Dengan kata lain, White ingin menunjukkan bahwa semua bentuk budaya, dari yang paling sederhana hingga paling kompleks, berkembang karena peningkatan kapasitas manusia dalam mengakses dan mengendalikan energi.
Ia menyusun rumus terkenal: “Budaya berevolusi seiring dengan meningkatnya jumlah energi yang dimanfaatkan per kapita per tahun, atau seiring dengan meningkatnya efisiensi sarana untuk memanfaatkan energi tersebut.”
Artefak budaya, sebagai manifestasi konkret dari kebudayaan, tidak hanya mencerminkan kebutuhan praktis, tetapi juga nilai, simbol, dan struktur kekuasaan yang menyertainya.
Evolusi artefak bukan sekadar transformasi bentuk, melainkan pergeseran paradigma dalam cara manusia berinteraksi dengan dunia dan dirinya sendiri.
Perubahan benda-benda rumah tangga seperti rantang menjadi tupperware, poci menjadi dispenser, dan cawan nasi menjadi magic jar hingga pengocok telur berubah blender adalah contoh nyata dari evolusi artefak budaya dalam ranah domestik.

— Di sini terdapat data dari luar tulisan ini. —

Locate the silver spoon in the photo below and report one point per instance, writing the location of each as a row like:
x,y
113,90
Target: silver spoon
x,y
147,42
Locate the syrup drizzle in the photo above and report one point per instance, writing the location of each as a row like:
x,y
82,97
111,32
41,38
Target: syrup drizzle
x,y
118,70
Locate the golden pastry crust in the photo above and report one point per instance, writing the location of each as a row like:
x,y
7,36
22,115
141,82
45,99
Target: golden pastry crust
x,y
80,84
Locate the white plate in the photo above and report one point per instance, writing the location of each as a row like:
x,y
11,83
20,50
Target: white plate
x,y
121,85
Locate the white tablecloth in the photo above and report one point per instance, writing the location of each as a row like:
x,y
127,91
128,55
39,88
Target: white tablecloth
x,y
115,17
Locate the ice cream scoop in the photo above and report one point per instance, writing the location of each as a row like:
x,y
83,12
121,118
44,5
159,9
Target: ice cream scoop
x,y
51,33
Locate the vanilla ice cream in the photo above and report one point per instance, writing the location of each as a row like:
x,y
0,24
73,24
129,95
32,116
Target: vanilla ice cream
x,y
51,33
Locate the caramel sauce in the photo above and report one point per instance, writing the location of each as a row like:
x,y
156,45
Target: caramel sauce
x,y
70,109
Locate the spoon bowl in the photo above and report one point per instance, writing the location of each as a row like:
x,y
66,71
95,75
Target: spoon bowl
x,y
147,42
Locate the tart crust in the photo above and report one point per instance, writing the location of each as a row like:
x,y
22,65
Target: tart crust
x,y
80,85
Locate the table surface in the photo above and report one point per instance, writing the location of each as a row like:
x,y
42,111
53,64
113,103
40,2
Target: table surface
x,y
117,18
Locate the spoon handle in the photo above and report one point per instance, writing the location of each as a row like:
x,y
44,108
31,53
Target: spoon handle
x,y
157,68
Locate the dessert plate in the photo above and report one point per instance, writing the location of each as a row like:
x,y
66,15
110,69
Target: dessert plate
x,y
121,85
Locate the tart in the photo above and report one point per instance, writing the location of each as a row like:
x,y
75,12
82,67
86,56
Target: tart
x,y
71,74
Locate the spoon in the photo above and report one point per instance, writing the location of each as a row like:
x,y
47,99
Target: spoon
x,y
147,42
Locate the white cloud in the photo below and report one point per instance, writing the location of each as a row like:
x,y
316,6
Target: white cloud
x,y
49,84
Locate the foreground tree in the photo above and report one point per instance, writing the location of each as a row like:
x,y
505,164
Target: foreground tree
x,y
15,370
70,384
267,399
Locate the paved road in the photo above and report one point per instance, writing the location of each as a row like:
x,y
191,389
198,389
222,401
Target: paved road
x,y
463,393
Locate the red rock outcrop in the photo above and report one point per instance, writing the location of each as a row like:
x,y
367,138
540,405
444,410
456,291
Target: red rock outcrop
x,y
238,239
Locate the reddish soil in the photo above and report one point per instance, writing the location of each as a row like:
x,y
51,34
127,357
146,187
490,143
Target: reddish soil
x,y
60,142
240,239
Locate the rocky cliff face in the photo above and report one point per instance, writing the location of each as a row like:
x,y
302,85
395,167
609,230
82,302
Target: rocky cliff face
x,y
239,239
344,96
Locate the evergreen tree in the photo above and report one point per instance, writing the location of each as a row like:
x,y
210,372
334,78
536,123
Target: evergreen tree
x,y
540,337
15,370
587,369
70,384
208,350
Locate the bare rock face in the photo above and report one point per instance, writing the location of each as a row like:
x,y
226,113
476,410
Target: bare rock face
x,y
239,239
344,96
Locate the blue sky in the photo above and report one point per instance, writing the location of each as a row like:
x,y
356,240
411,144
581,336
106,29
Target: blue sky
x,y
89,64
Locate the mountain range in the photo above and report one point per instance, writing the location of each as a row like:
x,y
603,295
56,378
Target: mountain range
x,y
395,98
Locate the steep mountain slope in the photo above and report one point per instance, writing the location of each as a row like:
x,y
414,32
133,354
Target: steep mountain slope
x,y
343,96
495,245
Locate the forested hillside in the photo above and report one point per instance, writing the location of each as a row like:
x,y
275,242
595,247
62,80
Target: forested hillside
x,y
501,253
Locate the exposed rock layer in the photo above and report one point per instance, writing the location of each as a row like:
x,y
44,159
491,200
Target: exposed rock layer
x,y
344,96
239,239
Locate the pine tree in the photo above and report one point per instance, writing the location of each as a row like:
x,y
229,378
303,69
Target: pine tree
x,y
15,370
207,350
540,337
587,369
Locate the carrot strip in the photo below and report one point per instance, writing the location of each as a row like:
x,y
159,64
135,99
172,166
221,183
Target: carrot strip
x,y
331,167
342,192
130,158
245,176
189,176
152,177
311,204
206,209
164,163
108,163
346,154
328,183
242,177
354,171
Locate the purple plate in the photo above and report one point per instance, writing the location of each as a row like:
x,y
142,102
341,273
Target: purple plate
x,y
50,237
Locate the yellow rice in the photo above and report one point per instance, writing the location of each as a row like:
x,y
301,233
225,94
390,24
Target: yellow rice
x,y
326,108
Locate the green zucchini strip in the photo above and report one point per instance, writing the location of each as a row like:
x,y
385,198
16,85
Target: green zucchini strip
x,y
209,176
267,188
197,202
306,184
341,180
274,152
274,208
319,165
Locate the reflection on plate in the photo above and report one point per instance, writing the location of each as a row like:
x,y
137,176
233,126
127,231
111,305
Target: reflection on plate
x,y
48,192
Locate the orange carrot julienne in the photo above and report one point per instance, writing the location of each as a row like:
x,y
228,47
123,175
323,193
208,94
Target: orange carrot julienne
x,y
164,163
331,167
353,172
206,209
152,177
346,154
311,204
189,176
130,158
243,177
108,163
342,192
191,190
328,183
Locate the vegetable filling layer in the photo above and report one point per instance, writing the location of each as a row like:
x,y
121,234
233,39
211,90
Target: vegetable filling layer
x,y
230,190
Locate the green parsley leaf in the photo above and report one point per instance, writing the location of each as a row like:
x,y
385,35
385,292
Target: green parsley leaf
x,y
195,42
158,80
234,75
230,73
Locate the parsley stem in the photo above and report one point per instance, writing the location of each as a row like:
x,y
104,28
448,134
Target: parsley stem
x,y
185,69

Rantang, yang dahulu menjadi simbol keteraturan dan kehangatan keluarga, kini digantikan oleh tuperwer yang steril, modular, dan berorientasi pada efisiensi.
Poci, dengan estetika tradisional dan ritual menyeduh yang kontemplatif, tergeser oleh dispenser yang cepat, dingin, dan mekanistik.
Cawan nasi, sebagai wadah yang menyimpan bukan hanya makanan tetapi juga memori kolektif, kini digantikan oleh magic jar yang menyimpan panas tetapi menghapus makna.
Transformasi ini tidak terjadi dalam ruang hampa. Ia merupakan bagian dari reproduksi industri budaya yang massif, di mana desain, fungsi, dan citra dikendalikan oleh logika pasar dan estetika kapital.
Dalam The Order of Things pertama kali diterbitkan bahasa Prancis dengan judul: Les Mots et les Choses(1966) dan versi bahasa Inggrisnya(1970), Foucault tidak membahas artefak budaya secara langsung seperti antropolog atau sejarawan seni.
Akan tetapi ia mengungkap bagaimana benda, praktik, dan pengetahuan dikonstruksi dalam sistem klasifikasi dan wacana yang berlaku pada suatu zaman.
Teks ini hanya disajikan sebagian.